JOUVEAU-DUBREUIL Gabriel (FR)

21/03/2022 Collectionneurs, collecteurs et marchands d'art asiatique en France 1700-1939

Commentaire biographique

Auteur méconnu d’une des œuvres les plus originales de l’indianisme du XXe siècle, Gabriel Jouveau-Dubreuil (1885-1945) fut constamment en marge des écoles et des doctrines officielles. Personnage excentrique, archéologue passionné et poète dans l’âme, voyageur et collectionneur, il écrivit à propos de l’Inde, peu avant sa mort en 1945 : « J’ai fait tout le temps des découvertes dans ce pays. Je me suis oublié pour ne penser qu’à Elle. Elle fut ma passion – elle mérite cet amour. Je lui ai rendu des services » (archives privées, s. c.). C’était le résumé d’une vie : son dévouement à la recherche scientifique, l’accumulation de découvertes exceptionnelles et le culte voué au sous-continent indien, et en particulier à Pondichéry, sa patrie d’adoption.         
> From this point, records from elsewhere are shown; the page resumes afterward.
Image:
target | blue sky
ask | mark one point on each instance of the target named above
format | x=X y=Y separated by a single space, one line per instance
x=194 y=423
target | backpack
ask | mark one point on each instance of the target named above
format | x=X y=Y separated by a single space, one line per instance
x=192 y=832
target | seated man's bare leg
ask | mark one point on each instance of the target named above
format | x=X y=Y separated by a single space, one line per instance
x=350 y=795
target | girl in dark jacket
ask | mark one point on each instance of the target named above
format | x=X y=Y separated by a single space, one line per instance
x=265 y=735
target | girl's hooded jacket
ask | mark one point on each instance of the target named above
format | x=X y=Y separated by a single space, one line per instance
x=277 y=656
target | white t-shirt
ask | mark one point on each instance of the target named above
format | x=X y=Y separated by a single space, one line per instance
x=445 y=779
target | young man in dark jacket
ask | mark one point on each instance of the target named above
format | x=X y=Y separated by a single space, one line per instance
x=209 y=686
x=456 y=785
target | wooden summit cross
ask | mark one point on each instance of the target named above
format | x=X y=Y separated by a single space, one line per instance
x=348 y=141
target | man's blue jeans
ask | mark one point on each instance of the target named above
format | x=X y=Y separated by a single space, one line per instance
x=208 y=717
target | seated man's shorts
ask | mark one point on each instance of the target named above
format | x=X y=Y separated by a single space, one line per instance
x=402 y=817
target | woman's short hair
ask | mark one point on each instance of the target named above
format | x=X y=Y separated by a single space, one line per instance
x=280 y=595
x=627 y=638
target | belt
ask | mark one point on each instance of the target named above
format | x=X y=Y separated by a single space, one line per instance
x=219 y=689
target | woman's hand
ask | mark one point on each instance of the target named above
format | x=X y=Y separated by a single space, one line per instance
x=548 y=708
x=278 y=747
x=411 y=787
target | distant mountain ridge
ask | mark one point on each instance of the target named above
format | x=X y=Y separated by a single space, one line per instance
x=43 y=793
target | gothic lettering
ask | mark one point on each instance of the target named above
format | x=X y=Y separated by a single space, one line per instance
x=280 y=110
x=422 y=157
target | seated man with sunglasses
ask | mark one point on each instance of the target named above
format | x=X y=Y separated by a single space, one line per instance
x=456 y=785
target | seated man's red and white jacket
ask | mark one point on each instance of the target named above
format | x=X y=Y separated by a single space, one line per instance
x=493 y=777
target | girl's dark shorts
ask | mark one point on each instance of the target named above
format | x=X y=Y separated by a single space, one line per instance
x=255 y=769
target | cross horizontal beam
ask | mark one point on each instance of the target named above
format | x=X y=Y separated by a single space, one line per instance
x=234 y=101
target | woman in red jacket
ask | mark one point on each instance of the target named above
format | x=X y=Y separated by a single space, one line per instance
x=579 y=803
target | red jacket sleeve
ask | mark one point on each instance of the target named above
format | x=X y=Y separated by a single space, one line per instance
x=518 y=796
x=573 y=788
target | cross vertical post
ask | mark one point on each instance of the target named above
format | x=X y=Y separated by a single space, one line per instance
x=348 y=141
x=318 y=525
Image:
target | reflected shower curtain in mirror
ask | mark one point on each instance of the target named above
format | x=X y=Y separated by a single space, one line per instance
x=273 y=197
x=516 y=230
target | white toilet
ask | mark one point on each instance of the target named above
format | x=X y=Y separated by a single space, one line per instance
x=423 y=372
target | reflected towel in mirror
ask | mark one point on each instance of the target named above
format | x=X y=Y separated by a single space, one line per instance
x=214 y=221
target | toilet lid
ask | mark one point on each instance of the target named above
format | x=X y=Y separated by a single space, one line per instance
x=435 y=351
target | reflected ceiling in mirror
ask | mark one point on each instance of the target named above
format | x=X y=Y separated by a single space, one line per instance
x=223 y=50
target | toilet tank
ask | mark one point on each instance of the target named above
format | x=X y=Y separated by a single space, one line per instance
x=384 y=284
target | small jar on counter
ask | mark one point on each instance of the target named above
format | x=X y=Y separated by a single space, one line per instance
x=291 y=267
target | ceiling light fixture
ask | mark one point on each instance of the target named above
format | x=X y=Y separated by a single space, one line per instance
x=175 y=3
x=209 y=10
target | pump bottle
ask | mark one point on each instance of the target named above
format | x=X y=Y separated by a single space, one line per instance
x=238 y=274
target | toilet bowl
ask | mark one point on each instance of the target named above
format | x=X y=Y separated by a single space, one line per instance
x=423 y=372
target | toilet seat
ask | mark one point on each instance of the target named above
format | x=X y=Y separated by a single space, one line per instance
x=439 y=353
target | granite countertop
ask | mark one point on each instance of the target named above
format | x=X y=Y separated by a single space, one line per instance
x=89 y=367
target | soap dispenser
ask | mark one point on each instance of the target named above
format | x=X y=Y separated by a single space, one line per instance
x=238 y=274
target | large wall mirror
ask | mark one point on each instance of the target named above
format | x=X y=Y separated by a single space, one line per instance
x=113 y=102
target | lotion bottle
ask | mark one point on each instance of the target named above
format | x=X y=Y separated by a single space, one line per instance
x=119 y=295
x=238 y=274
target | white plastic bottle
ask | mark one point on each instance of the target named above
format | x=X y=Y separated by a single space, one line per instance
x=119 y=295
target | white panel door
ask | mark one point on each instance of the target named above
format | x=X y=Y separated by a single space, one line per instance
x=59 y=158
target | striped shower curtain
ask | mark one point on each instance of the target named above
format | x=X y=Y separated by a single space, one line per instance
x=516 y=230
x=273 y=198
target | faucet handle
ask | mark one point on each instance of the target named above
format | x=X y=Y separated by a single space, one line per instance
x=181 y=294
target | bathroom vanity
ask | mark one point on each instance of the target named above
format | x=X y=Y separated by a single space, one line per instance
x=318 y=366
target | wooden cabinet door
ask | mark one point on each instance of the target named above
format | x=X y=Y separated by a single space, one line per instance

Né à Saigon le 1er janvier 1885, second des quatre fils d’un médecin de la Marine, Jouveau-Dubreuil est issu d’une famille française de vieille souche établie en Guadeloupe depuis les années 1830. Il passe ses jeunes années entre les Antilles et Paris, avant d’entamer une carrière au ministère des Finances. Les musées parisiens éveillent sa sensibilité : il fréquente le Louvre mais aussi le « musée des religions » d’Émile Guimet, où naît sans doute sa fascination pour le monde indien. En 1909, il obtient un détachement dans les Établissements français de l’Inde, en tant que professeur de physique au prestigieux Collège colonial de Pondichéry (Roustan Delatour C., 1995).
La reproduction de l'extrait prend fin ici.